The Washington Outer Beltway was a proposed freeway that would have extended further out than the Capital Beltway and encircled Washington, D.C. through the states of Maryland and Virginia.
A 1964 plan proposed by a consultant for Prince William County showed a 162-mile (261 km) freeway passing by Quantico, Manassas, Leesburg, Poolesville, upper Montgomery County, Fort Meade, southeastern Prince George's County, and La Plata. Most of the route was canceled in the 1980s. Parts of it have been built as the Fairfax County Parkway in Virginia and the Intercounty Connector in Maryland.

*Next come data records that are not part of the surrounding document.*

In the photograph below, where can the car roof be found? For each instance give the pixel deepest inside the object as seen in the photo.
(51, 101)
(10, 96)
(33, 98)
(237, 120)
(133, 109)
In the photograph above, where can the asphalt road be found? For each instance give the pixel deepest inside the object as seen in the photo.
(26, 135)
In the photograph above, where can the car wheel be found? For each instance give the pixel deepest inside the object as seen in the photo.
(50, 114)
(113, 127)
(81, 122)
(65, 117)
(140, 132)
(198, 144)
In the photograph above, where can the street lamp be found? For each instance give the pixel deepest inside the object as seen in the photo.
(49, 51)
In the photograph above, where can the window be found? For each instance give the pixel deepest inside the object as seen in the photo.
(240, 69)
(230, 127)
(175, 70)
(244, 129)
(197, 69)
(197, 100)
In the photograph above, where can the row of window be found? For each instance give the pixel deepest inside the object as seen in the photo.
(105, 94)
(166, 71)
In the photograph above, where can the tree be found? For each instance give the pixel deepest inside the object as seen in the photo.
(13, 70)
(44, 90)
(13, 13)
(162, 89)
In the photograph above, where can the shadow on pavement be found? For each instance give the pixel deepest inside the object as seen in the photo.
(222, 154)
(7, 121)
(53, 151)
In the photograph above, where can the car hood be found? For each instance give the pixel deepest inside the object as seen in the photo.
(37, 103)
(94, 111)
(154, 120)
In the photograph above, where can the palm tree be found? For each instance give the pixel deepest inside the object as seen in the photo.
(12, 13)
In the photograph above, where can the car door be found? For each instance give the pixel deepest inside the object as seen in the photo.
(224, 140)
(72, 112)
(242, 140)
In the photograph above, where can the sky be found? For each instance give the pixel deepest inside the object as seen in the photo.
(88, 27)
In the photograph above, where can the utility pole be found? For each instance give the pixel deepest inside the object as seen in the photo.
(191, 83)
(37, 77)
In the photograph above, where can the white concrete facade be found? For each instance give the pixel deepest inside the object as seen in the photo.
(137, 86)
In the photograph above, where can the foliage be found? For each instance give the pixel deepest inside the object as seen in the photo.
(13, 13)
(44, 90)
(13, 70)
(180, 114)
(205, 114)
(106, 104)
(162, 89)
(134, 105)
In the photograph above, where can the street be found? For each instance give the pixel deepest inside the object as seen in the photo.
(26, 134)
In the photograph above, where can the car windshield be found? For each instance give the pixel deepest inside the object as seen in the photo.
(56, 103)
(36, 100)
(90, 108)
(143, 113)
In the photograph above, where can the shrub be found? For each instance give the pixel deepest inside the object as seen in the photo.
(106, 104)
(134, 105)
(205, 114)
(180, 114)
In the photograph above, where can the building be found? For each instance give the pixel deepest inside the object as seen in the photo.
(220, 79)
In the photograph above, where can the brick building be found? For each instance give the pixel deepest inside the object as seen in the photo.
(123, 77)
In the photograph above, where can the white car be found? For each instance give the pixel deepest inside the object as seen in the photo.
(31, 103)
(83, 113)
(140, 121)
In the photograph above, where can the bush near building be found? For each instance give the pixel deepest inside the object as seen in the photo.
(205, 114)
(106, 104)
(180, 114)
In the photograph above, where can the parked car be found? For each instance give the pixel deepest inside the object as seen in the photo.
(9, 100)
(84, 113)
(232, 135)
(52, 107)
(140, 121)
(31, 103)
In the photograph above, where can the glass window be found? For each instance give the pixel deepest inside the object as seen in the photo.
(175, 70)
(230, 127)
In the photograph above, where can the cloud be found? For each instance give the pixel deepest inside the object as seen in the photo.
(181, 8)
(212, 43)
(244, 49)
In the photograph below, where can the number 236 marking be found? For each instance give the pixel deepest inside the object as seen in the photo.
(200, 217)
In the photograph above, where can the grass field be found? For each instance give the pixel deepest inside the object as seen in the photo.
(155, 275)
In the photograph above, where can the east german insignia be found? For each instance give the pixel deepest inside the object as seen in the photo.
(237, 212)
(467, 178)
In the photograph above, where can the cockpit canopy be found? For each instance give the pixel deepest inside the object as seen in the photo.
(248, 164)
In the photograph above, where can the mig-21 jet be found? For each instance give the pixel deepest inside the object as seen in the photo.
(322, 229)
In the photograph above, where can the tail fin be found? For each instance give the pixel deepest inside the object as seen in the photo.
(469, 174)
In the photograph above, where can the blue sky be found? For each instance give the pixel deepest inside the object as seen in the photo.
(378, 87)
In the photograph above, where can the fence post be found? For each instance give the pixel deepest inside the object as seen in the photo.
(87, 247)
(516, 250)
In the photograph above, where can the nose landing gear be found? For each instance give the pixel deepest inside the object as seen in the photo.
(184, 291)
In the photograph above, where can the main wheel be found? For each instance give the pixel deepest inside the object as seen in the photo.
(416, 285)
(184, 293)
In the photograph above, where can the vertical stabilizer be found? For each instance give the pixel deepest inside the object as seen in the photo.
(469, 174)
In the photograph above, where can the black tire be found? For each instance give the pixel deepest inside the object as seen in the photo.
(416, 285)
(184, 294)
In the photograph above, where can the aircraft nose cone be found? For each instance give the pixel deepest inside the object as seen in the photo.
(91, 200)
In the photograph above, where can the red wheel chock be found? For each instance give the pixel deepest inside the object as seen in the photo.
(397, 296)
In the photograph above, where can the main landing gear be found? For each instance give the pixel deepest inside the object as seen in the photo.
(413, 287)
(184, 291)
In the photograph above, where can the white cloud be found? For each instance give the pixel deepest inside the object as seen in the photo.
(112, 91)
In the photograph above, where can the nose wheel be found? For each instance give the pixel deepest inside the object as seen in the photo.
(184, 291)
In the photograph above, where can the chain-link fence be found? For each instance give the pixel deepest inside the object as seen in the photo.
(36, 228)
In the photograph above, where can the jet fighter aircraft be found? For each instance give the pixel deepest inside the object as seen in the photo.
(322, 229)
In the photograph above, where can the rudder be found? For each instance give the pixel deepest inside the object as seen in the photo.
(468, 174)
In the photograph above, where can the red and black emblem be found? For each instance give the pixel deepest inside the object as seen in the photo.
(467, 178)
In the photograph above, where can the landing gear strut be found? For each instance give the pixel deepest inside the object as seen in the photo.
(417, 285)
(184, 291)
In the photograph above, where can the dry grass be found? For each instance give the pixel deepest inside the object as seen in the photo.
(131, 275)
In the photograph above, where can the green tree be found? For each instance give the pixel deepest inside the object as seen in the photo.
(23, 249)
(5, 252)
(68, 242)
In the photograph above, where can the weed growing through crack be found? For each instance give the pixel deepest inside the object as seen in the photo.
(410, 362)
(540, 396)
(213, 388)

The Techway is a proposal for a limited-access highway across the Potomac River between Fairfax County, Virginia, and Montgomery County, Maryland. The project's name refers to connecting the high-tech firms in Herndon and Reston, Virginia, with the biotechnology companies in Gaithersburg and Rockville, Maryland. The Techway proposal would construct a limited-access highway and bridge linking Virginia State Route 28 north of Washington Dulles International Airport to the western terminus of I-370 in Gaithersburg, Maryland. To avoid criticism that such a project would encourage urban sprawl, the proponents advocated having very few interchanges on the route and emphasizing its use in making Dulles Airport and the associated office buildings in its vicinity more convenient to residents of northern Montgomery County that currently use the American Legion Memorial Bridge.